DDS-XTypes 1.4b1 RTF Avatar
  1. OMG Issue

DDSXTY14 — Appending to an appendable struct can break XCDR1 deserialization

  • Key: DDSXTY14-97
  • Status: open   Implementation work Blocked
  • Source: Foxglove Technologies Inc ( Mak Nazecic-Andrlon)
  • Summary:

    The XCDR1 encoding of both final and appendable structs uses PLAIN_CDR encoding. The idea behind appendable structs is that you can append members to them without breaking backward compatibility. However, this is not achievable with PLAIN_CDR encoding. Consider the following IDL (call this version 1):

    @appendable struct A

    { char x; }
    @appendable struct B { char s; A a; char t; }

    And now suppose in version 2 of we append a member to A and keep B the same:

    @appendable struct A { char x; char y; }
    @appendable struct B { char s; A a; char t; }

    Version 2 of B is assignable to version 1 of A, and thus a receiver using the version 1 definitions should successfully deserialize any serialized instance of B of version 2.

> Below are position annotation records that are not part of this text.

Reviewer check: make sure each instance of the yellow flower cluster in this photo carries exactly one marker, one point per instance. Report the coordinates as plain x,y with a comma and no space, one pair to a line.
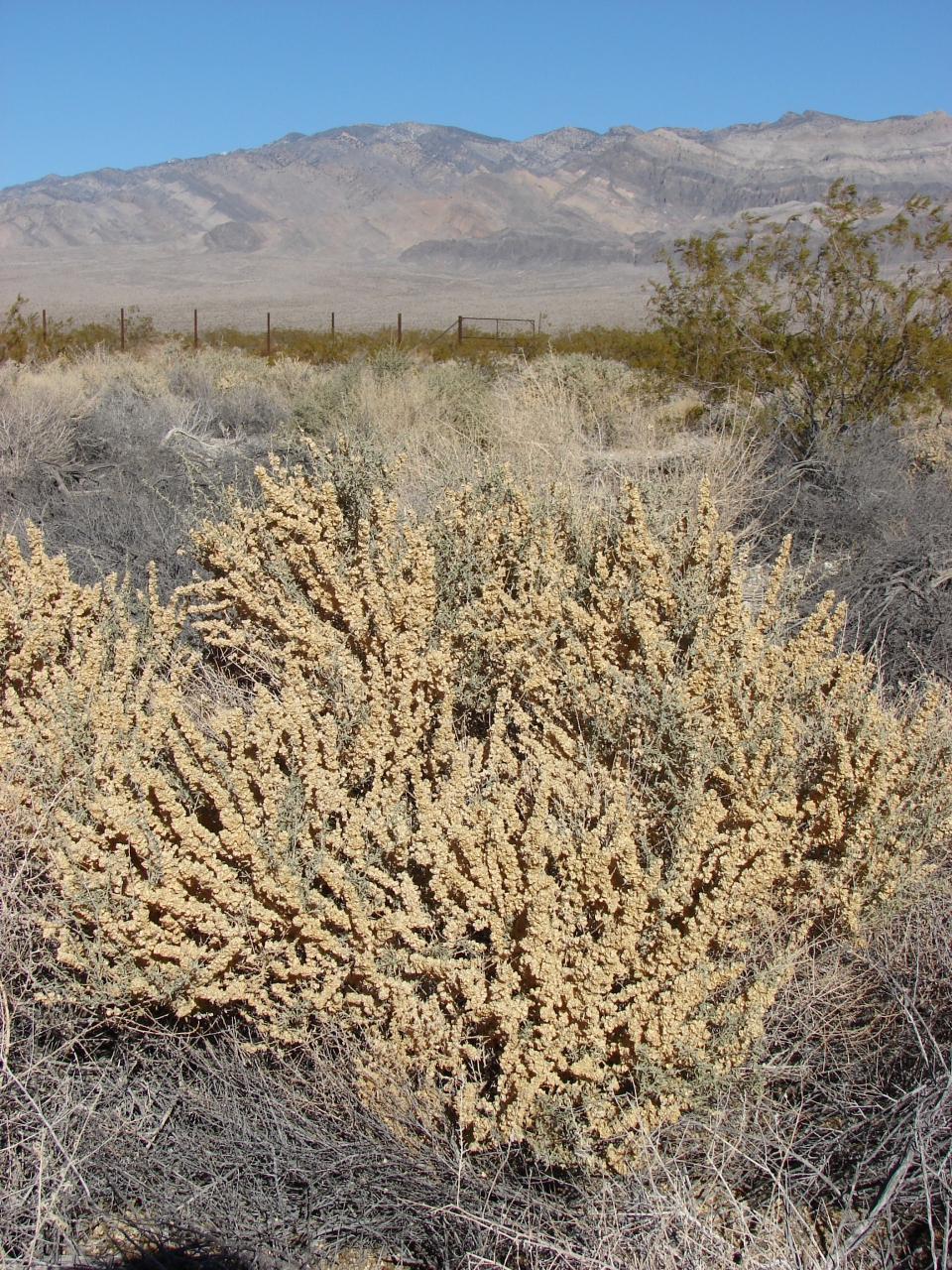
546,839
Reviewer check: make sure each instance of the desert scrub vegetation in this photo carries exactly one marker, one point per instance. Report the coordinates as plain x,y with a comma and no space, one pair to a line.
531,802
449,857
815,318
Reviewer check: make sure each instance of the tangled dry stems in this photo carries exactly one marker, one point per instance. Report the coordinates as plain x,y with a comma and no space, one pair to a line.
530,852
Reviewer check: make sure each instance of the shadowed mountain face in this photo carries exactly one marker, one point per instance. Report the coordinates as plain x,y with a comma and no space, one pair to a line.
452,200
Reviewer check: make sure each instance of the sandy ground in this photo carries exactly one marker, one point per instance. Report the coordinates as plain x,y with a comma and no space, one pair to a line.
239,290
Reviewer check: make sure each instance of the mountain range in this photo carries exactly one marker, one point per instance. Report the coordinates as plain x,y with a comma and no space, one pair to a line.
443,202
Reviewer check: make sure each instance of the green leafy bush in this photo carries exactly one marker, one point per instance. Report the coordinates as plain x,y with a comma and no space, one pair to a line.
812,321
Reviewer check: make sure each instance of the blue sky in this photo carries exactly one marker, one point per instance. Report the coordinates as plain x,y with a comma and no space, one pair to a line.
99,82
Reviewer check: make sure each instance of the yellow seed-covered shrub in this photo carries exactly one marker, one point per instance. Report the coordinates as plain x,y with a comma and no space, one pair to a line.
532,803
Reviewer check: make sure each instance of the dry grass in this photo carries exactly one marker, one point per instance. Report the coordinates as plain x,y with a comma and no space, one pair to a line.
178,1144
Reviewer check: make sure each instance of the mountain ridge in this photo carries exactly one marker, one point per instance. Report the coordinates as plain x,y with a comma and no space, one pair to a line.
409,190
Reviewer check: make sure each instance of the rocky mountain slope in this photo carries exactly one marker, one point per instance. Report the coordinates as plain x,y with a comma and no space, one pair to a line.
442,199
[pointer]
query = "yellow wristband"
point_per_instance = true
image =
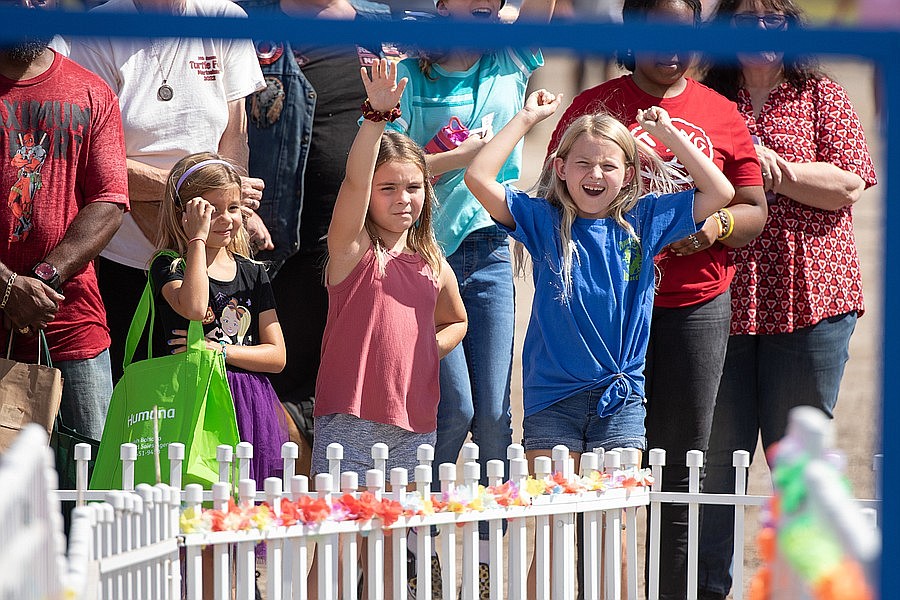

    However, this is not possible. Consider this version 3 of the IDL, which is not compatible with version 2, but is compatible with version 1:

    @appendable struct A { char x; }

    @appendable struct B

    { char s; A a; char t; char u; }

    Consider now the objects p = B { s: '1', a: A

    { x: '2' , y: '3' }

    , t: '4' } in version 2 and q = B { s: '1', a: A

    { x: '2' }

    , t: '3' , u: '4' } in version 3. We have p.t = '4' and q.t = '3'.

    For correctness, we need to have both deserialize_1(serialize_2(p)).t = '4' and deserialize_1(serialize_3(q)).t = '3' (where _n is the version of the IDL being used).

    However, both p and q serialize to "1234" under XCDR1. That is, serialize_2(p) = "1234" and serialize_3(q) = "1234".

    Substituting, we thus need to have both deserialize_1("1234").t = '4' and deserialize_1("1234").t = '3', which is impossible because '3' and '4' are distinct.